Nancy tiene una hernia, el médico le dijo que no podía soportar tanto peso. También le dijo que se operara, pero no puede hacerlo porque no tiene con quién dejar a sus ocho hijos, y porque si abandona su casa no va a encontrar nada a la vuelta. Y tampoco quiere mandar siempre a sus hijos a cargar agua. Además, a Nancy le gustaría trabajar, pero su carné de salud tiene una vigencia de seis meses por el problema de la hernia, ese problema que no puede resolver, y cuando las empresas le preguntan por qué, no tiene más remedio que contarles la verdad, dice. Nunca la toman.
Nancy tiene una hija con diabetes, y algunos de sus hijos tienen anemia y bajo peso. A su hijo más grande le hicieron un cateterismo. “Es bravo vivir acá, yo vivo hace nueve años y no aguanto más”, dice. “Uno, como quien dice, está golpeado en la vida, pero ellos recién empiezan”, explica Nancy, y señala a su hija, que se para de manos con agilidad en un sillón roto. Su hijo más chico, Tadeo, de dos años, se acaba de despertar. Es pura mirada y sonrisa.
Las tres
Virginia, Estela y Nancy viven solas con sus hijos. Pilar le dice a su mamá que no puede tener novio, pero desde cierto punto de vista, están bien así. “Si hay un tipo adentro de la casa, seguro es consumidor; no lo podés ni mandar a arreglar un cable porque te lo vende”, dice Virginia. Aunque a veces extrañan tener un hombre en la casa, sobre todo algún día de tiroteos en el asentamiento, cuando zumban las balas y tienen que pedirle a los niños que se tiren al piso, casi olvidándose de que a sus casas esos disparos puedan “traspasarlas como si nada”. “Es como una guerra, eso los chiquitos no se lo olvidan”, dice Nancy.

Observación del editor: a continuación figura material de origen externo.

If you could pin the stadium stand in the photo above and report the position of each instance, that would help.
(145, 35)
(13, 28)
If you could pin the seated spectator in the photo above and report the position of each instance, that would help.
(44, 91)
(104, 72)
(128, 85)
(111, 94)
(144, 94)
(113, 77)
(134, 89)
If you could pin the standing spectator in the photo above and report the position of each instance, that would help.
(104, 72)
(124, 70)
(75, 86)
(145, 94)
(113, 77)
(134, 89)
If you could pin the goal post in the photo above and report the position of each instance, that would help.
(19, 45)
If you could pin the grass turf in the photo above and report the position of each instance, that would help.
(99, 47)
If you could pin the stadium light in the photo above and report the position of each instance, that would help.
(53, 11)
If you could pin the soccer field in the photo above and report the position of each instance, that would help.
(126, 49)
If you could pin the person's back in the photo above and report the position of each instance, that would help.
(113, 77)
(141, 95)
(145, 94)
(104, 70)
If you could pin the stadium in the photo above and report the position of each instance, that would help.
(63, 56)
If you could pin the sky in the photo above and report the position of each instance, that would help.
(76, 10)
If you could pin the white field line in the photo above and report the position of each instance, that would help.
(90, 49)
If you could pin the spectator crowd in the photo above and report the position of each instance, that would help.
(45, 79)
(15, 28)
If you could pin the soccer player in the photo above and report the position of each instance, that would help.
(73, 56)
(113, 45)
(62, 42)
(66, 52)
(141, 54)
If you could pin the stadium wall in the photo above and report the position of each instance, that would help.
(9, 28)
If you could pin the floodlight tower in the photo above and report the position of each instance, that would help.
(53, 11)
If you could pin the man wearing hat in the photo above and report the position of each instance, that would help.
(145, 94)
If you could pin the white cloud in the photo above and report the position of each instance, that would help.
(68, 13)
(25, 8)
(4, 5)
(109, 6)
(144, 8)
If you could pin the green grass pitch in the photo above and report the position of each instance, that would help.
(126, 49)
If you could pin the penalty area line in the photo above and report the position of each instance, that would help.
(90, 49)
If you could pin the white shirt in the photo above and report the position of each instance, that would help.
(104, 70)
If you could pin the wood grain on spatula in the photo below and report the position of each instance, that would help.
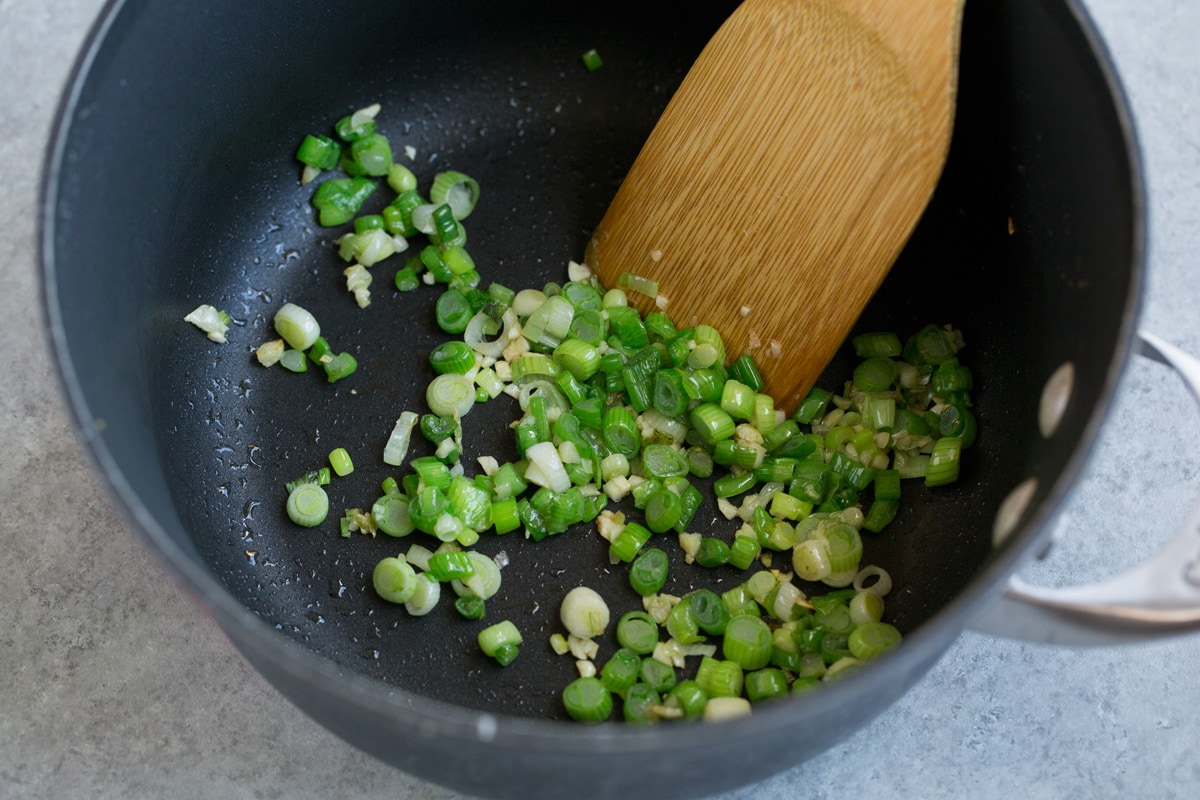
(787, 173)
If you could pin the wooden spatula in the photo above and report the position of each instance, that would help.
(786, 175)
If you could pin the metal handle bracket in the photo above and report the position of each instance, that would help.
(1158, 597)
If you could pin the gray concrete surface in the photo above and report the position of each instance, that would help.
(113, 684)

Virginia asegura que si no les dan pelota van a cortar la calle, a hacer un “movimiento pacífico” para que las autoridades se pregunten “a ver cuánto aguantarían haciendo pichí adentro de un balde y viviendo entre la mierda”. “Queremos vivir dignamente, los chiquilines no saben lo que es tomar agua de la canilla”, explica, como si fuera necesario hacerlo.
Las tres se imaginan lo que es vivir en una casa con baño, claro que sí. Lo primero que va a hacer Estela cuando llegue es sentarse en el wáter y tirar la cadena varias veces, por gusto. Nancy va a abrir la ducha y va a dejar correr el agua sin parar. Virginia se ríe: “Hay gente que quiere otras cosas, nosotros lo que queremos es agua. Nos ponemos como nenes chicos cuando vemos un baño”.
El realojo prometido
El director de Tierras y Hábitat de la Intendencia de Montevideo, Andrés Passadore, dijo a la diaria que “es difícil poner fecha” para el realojo del asentamiento, pero aseguró que será “en el corto plazo” y que la comuna está trabajando junto al Ministerio de Vivienda, Ordenamiento Territorial y Medio Ambiente para llevarlo adelante. Afirmó que se está “en proceso de adquisición” de un predio en la zona para comenzar la construcción de las viviendas.